Précédé d’un buzz le portant déjà au pinacle des grands petits films horrifiques, on ne tient pourtant avec Saw qu’une vulgaire série B tapageuse. Pas de moyen, aucun talent, juste une série de fausses-bonnes idées jamais menées à leurs termes, on a franchement du mal à imaginer cet épisode étiré des Contes de la Crypte faire tant d’émules. Ce fut pourtant le cas dès l’origine, puisque les créateurs James Wan et Leigh Whannell ont trouvé preneur au stade du court-métrage. Certes, pas la grande fortune, mais suffisamment pour débaucher une ribambelle de ringards en quête de nouvelle impulsion.
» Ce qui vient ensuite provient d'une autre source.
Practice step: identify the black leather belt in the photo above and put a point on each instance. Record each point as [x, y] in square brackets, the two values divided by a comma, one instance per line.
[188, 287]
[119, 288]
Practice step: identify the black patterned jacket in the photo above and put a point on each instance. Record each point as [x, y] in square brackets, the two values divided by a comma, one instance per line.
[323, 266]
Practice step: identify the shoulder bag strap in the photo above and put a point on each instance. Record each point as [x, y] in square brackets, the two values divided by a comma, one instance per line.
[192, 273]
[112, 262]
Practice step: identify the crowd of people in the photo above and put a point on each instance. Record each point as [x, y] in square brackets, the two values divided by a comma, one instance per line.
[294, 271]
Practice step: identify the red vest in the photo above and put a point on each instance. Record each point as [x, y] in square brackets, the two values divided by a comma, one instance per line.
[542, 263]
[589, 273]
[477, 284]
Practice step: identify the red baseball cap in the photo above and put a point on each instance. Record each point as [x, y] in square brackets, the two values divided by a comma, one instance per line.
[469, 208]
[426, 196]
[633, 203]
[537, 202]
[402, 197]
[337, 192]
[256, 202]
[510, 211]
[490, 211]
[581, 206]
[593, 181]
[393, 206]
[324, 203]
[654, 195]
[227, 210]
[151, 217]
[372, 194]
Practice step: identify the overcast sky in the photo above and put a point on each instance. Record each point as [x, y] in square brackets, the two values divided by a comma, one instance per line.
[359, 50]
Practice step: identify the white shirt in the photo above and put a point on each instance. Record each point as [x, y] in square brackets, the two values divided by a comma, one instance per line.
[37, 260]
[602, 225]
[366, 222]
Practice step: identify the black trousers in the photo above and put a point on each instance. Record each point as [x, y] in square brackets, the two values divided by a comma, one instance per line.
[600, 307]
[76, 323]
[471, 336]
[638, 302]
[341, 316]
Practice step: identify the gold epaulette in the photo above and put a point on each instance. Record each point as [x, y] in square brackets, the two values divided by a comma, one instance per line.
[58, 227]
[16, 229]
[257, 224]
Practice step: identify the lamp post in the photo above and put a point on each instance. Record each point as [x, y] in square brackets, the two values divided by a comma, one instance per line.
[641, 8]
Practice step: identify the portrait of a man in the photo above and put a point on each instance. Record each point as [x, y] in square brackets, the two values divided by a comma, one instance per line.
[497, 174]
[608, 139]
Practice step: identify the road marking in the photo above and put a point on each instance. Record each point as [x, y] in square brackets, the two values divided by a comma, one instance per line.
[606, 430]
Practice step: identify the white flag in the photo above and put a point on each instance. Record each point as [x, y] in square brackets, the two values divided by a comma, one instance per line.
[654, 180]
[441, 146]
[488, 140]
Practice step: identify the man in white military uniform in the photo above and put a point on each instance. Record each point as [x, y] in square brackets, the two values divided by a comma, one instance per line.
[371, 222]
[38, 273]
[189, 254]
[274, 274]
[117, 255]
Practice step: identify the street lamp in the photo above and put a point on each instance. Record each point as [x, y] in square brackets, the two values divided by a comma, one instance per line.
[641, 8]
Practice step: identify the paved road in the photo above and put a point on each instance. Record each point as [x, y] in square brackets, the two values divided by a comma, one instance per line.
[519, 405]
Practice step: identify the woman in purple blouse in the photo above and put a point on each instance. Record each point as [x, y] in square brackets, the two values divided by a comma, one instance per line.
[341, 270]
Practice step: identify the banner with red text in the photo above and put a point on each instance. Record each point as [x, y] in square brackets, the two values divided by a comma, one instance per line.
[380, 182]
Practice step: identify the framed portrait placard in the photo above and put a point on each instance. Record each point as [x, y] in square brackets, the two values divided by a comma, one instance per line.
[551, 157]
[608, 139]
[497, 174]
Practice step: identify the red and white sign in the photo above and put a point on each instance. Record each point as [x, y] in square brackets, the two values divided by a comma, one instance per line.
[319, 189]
Premier d’entre eux, Cary Elwes, rôle principal du film, qu’on avait pas vu à cette place depuis Princess Bride en 1987. Minute blonde vers la fin des années 90 dans les inénarrables Ailes de l’enfer ou Docteur Patch, Monica Potter l’accompagne, suivie de près par Danny Glover qu’on croyait suffisamment à l’abri du besoin pour s’infliger ce genre de panouille.

Ça commence exactement comme un soir de téléfilm horrifique sur M6. Allez, on veut bien y croire à cette exposition 100 % ludique que ne renierait pas Larry Cohen : deux types qui ne se connaissent pas se retrouvent attachés dans une salle de bain cradingue. Le serial killer qui les séquestre expose la donne à visage couvert : l’un a huit heures pour tuer l’autre sans quoi il verra sa famille exécutée. Le sadisme et la construction à tiroirs se revendiquent de Se7en, sans la virtuosité et le perfectionnisme de Fincher. C’est le moins qu’on puisse dire du pauvre James Wan, débutant totalement dépassé, zigzagant d’une naïveté adolescente pathétique (les antécédents du méchant et ses schémas tarabiscotés) à un grand guignol mal-à-propos. Autant d’attributs parasites qui empêchent le film de se déployer, tuant les quelques bonnes scènes (les intrusions dans les appartements divers, toutes réussies) par un hurlement cartoonesque ou un masque ridicule.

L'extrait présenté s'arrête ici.